When considering the impact to their ratepayers, she said regulators could be more thoughtful when considering approval of transmission projects that would benefit other states, saying those could be viewed as an “insurance policy” for their future reliability.
NAESB Drafting Recommendations on Gas-Electric Coordination
Robert Gee, co-chair of NAESB’s Gas-Electric Harmonization Forum, gave an update on the recommendations being drafted with the aim of improving the coordination between the two industries. He encouraged all interested parties to either submit written comments or participate in the meetings, of which there have already been a dozen.
There are both operational and structural issues that impact the ability for gas generators to procure fuel during emergency conditions, Gee said, leading NAESB to consider creating a commercial standard or emergency protocols.

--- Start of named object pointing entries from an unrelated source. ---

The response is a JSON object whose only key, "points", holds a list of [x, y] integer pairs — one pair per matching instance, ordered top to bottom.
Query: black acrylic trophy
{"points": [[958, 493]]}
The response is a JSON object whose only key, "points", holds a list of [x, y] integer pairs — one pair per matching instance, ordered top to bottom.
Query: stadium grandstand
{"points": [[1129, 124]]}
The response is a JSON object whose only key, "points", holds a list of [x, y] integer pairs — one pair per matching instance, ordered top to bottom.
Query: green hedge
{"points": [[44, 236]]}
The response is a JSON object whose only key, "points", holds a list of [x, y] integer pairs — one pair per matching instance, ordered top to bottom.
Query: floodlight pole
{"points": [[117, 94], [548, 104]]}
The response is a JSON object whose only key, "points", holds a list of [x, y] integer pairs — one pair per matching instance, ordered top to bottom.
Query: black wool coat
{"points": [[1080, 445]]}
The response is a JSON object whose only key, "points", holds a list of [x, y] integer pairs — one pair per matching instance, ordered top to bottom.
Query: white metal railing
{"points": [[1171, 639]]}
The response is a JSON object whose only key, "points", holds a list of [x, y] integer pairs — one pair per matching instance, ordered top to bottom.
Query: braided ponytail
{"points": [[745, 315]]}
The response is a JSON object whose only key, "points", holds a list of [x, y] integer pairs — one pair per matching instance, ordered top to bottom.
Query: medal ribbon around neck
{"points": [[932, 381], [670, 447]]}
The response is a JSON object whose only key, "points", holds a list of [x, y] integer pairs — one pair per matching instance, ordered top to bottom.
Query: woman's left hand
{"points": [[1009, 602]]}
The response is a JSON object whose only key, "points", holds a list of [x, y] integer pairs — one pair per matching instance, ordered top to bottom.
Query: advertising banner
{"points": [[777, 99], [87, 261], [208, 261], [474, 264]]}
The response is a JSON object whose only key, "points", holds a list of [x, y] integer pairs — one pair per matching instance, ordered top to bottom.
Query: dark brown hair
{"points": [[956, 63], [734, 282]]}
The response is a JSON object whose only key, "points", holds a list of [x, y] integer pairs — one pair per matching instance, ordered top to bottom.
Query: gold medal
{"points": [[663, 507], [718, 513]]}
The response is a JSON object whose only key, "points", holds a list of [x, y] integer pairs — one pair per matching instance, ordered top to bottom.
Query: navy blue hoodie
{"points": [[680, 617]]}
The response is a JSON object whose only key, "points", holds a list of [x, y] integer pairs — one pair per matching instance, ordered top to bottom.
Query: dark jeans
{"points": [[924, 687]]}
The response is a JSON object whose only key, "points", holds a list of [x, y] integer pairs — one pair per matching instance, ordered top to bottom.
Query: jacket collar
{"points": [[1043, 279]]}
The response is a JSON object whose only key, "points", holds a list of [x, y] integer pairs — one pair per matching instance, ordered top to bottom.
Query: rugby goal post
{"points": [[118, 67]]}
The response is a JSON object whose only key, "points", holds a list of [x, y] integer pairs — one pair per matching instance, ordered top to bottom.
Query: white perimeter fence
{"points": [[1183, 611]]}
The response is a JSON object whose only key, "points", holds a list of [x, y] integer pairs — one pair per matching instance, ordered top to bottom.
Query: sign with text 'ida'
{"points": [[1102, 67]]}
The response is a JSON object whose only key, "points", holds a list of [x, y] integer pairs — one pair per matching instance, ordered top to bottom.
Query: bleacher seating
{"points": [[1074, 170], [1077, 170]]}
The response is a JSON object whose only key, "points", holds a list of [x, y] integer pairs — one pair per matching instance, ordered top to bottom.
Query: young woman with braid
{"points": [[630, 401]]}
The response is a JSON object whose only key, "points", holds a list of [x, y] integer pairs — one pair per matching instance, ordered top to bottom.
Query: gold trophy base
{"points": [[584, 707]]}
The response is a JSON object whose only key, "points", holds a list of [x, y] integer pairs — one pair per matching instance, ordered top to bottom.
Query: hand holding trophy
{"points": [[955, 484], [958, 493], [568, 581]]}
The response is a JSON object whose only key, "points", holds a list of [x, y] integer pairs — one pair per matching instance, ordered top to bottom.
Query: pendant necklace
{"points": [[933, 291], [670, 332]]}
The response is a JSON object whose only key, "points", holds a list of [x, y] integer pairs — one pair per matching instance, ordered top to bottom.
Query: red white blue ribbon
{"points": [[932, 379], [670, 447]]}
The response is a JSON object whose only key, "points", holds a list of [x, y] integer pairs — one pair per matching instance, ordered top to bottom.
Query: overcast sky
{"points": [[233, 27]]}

“Generators are not able to access gas during critical peak periods for a number of reasons. One is that they don’t have firm contracts, generally for economic reasons. Second, there’s inadequate information regarding available pipeline capacity and little to no transparency on certain parts of the system,” he said.
Gee reviewed a handful of the 17 recommendations that the forum is currently considering, which include increasing the transparency and communication around the status of interstate pipelines, ensuring that gas markets are fully functioning around the clock to allow generators to prepare for peak demand during emergency periods, and synchronizing the gas and electric markets to align the electric industry’s day-ahead procurement schedule with how generators procure fuel.
The forum is also considering recommending re-evaluation of whether out-of-market solutions are needed.
“We rely on competitive markets to basically give us the ability and tools to address this issue of trying to access gas during critical peak periods. We think it’s time to reconsider out-of-market solutions; weigh them carefully; see whether they work; see what they offer solutions to,” he said.
Gee said thought also is being given to recommending that two studies be commissioned by FERC and NERC to look at whether markets currently offer proper incentives for generators to procure firm fuel contracts during emergency conditions and to develop more gas storage infrastructure.